Ya en verano, cuando disfrutó de la ocasión de leer el relato sobre la Antártida, había echado en falta este invento, tan útil en las manos de Andrea. Su hija, conforme crecía, escribía mejor; esto de componer historias no representaba para ella misterio alguno; antes bien, manejaba los hilos de la escritura del mismo modo que un marinero interpreta las agujas de marear: con asombroso ingenio.
Allí delante tenía la prueba, esas hojas de colegiala darían qué hablar al mundo entero si el mundo estuviera al corriente de semejantes andaduras literarias. Porque aquello rebosaba de tacto, de elegancia, de buen decir, de tierno y afable amor para con los mayores. ¡Qué bien había comprendido su adorada Andrea que todo escritor es hijo de una tradición literaria, de la que no puede ni debe desprenderse, porque cualquiera de ellos sigue y prosigue la labor que otros muchos habían comenzado antes que él!
Si la joven —pensó— se declara a la postre escribano de Miguel de Cervantes, es como si estuviera rindiendo homenaje a las letras castellanas, a la vez que universales, representadas en la figura del manco de Lepanto.

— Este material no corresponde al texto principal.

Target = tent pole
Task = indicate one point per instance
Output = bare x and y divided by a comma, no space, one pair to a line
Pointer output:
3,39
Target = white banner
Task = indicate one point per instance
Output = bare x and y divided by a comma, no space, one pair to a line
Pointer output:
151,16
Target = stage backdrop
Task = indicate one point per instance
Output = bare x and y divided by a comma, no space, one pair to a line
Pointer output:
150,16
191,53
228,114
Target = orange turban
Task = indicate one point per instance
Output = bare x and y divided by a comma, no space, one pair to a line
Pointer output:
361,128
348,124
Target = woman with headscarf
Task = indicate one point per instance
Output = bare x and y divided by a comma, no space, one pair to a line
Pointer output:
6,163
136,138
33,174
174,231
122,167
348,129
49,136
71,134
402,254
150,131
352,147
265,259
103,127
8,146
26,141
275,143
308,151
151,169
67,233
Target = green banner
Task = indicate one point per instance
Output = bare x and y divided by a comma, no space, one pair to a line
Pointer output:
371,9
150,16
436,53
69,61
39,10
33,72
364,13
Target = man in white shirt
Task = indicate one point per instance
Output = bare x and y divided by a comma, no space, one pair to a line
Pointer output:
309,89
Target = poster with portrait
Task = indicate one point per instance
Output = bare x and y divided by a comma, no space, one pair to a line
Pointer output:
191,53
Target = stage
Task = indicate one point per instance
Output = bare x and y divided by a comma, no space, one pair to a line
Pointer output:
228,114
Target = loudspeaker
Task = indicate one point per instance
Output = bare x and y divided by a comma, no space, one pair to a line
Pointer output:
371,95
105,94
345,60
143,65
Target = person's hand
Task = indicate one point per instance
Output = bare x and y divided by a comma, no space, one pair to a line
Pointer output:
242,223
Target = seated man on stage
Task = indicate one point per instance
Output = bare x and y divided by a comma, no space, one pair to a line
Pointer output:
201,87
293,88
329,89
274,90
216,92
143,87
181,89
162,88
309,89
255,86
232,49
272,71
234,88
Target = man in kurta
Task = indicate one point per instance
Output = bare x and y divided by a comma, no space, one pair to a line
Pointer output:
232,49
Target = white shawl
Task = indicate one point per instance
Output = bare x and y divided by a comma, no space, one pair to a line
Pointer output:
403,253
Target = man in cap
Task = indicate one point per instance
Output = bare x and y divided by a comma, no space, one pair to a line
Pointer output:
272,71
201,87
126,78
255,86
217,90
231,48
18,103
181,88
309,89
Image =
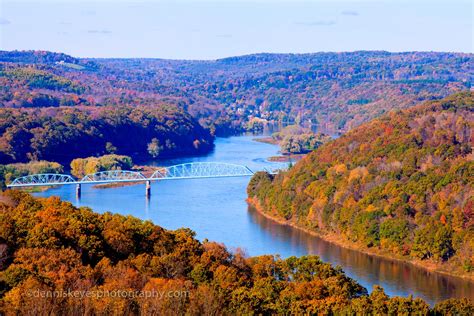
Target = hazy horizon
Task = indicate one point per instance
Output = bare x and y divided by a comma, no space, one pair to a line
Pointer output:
209,30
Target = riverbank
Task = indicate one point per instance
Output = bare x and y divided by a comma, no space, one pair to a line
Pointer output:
338,240
286,158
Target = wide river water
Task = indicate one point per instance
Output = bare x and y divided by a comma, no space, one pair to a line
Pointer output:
216,209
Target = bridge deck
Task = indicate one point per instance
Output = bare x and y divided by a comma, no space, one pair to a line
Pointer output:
198,170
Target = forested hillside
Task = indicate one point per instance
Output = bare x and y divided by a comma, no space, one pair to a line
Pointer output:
64,133
401,185
337,91
56,259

Don Ignacio Calderón no solía descollar como espíritu patriótico, no creía que el destino de España fuera ni mejor ni peor, ni más o menos importante que el de las otras naciones europeas. Pero leer ese manuscrito había despertado en él un sentimiento nacional, el orgullo patriotero tantas veces mal interpretado.

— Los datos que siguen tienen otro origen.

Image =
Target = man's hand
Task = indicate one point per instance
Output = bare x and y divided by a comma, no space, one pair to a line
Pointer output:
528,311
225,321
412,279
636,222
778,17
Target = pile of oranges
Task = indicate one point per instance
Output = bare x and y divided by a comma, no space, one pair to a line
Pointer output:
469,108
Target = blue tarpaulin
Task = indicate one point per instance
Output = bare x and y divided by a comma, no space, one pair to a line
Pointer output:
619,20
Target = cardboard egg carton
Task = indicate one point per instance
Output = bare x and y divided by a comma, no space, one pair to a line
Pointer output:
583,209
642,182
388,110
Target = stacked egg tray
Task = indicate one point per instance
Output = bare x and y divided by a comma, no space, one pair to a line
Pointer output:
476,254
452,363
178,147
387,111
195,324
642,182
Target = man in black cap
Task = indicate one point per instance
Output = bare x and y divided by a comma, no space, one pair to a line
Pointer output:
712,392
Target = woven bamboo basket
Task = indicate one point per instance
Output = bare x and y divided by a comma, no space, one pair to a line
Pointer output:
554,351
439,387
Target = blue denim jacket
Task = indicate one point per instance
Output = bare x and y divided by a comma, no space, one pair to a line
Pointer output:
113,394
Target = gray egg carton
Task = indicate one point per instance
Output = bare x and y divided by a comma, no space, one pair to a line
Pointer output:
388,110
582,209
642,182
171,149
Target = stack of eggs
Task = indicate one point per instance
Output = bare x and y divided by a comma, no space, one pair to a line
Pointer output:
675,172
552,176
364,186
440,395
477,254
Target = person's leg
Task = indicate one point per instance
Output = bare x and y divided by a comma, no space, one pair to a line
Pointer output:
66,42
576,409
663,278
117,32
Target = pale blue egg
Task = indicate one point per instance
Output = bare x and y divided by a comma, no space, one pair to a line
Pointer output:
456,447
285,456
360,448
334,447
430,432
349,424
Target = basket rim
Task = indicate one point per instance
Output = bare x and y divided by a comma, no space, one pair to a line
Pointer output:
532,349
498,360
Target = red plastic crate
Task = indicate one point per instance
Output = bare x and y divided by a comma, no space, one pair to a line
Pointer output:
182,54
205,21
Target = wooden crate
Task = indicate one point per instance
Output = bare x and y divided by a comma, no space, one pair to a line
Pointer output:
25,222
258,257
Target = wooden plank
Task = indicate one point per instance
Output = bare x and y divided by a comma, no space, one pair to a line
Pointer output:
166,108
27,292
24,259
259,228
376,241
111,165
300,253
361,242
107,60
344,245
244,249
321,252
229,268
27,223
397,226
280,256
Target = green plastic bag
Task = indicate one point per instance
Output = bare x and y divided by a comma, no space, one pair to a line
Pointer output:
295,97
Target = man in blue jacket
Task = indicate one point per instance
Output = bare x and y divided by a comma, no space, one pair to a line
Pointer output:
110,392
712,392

¿A qué se debía este singular portento? Ni él mismo se lo explicaba. ¡Cientos de veces uno siente y no sabe lo que siente, ni por qué! Así ocurría entonces con el padre de Andrea; a quien no faltaban, por otra parte, razones para estar más que contento: ya la empresa lo mandaba de paseo a otro rincón de las Españas, Santiago de Compostela; ya había propuesto a Josefina que hicieran ese viaje juntos; ya la dama alcarreña, la sobrina del barón de las Encinas, había dicho que sí con el mismo entusiasmo de una chiquilla de once años.
¡Qué bien se presentaban las cosas para don Ignacio! ¡Qué estupendo panorama de allí a diciembre! Y, por si esto fuera poco, las elecciones habían tenido lugar; se había hecho público el escrutinio; no había más vuelta de hoja: los de su partido habían ganado por abrumadora mayoría; Felipe González tomaba las riendas del poder. ¿Cuándo iba a soltarlas? Sólo Dios sabría...


lasrecetasdeteresa
24 nov 2009 | 04:31 PM
Hola Que bien se le están poniendo las cosas a Don Ignacio. Besitos
merce-hola
24 nov 2009 | 04:41 PM
Y encima irse con Josefina que mas puede pedir :-)
Jo
25 nov 2009 | 12:49 PM
Es verdad, pintan corazones para Ignacio.
Un beso a Merce y Teresa.
mily
1 dic 2009 | 11:08 AM
Siento mucho no comentar antes, no entran los post y no me entero de quien publica.
sólo puedo decir ¡¡¡¡ VIVA LA VIDA, VIVA EL AMOR!!!!!